I've had a poke around your portfolio, as it's your account anniversary today, and this poem jumped out at me. It's so moving! I know, it's about a house, which isn't the kind of subject you imagine will be emotional. But it is! It really is. It reminds me of the song 'This Ole House.' That had a similar kind of feeling to it.
As I first read through, I wondered whether this is based on a house that you really know, or even, if it was about a house you once lived in. I think, probably, most of us know of places like this. When you look at their tumbledown state, it seems so sad. Years of happiness and laughter are contained within their walls, but all the memories are leaking out of the numerous cracks and holes. The second verse is the one that really highlights this. These lines, in particular; "This old house once shook with laughter / This old house has cried in pain." It makes me think of the house I grew up in, and all the things it witness—happy and sad.
I love how this poem flows beautifully, on the whole. The abcb rhyme scheme helps to give a great pace to the narrative. It's almost like a story of this house. Or a song, maybe.
I found my feelings shifting as I read through. At the beginning, I felt hope. You were listing the things the house needs, in order to be restored to a happy, family home. But, as the poem moves along, hope dissolves. The last verse, where you say, "This old house won’t get a funeral / This old house will fall one day" is so sad. It seems inevitable the house will collapse forever. I do, however, love the last two lines: "But I’ll recall its happy times / When I come out this way." This is a lovely ending, and I'm glad that the house will always be alive in your memory. Again, I wonder if it is a house you know well.
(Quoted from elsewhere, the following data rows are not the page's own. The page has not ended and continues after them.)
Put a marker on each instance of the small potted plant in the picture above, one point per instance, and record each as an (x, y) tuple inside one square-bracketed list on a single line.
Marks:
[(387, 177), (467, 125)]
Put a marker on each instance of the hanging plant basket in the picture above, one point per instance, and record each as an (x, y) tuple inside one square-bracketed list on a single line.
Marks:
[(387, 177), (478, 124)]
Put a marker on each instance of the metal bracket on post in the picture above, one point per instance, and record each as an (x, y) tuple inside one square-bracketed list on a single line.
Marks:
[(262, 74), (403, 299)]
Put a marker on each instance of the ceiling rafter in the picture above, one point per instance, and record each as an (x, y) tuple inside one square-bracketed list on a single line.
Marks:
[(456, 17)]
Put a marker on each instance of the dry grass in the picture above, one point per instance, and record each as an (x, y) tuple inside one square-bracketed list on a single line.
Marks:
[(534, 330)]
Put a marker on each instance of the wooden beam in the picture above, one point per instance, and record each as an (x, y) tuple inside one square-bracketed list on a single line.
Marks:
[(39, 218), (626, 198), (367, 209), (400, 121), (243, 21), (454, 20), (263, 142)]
There are a couple of places where the rhythm is a little shaky. "Mother Nature’s claimed the house yard / It’s all in her domain." The first line doesn't seem to have the stresses in the right place, which makes the reader stumble and go back over it. Similarly, when I first read this, the last line seemed a little off, in terms of rhythm. Now I've read it a few times, though, and I know how it should sound, it does sound okay.
I really enjoyed reading this poem. I never would have thought I could feel so much emotional attachment to a house I've never seen. But I do. I found this really moving, and a great read.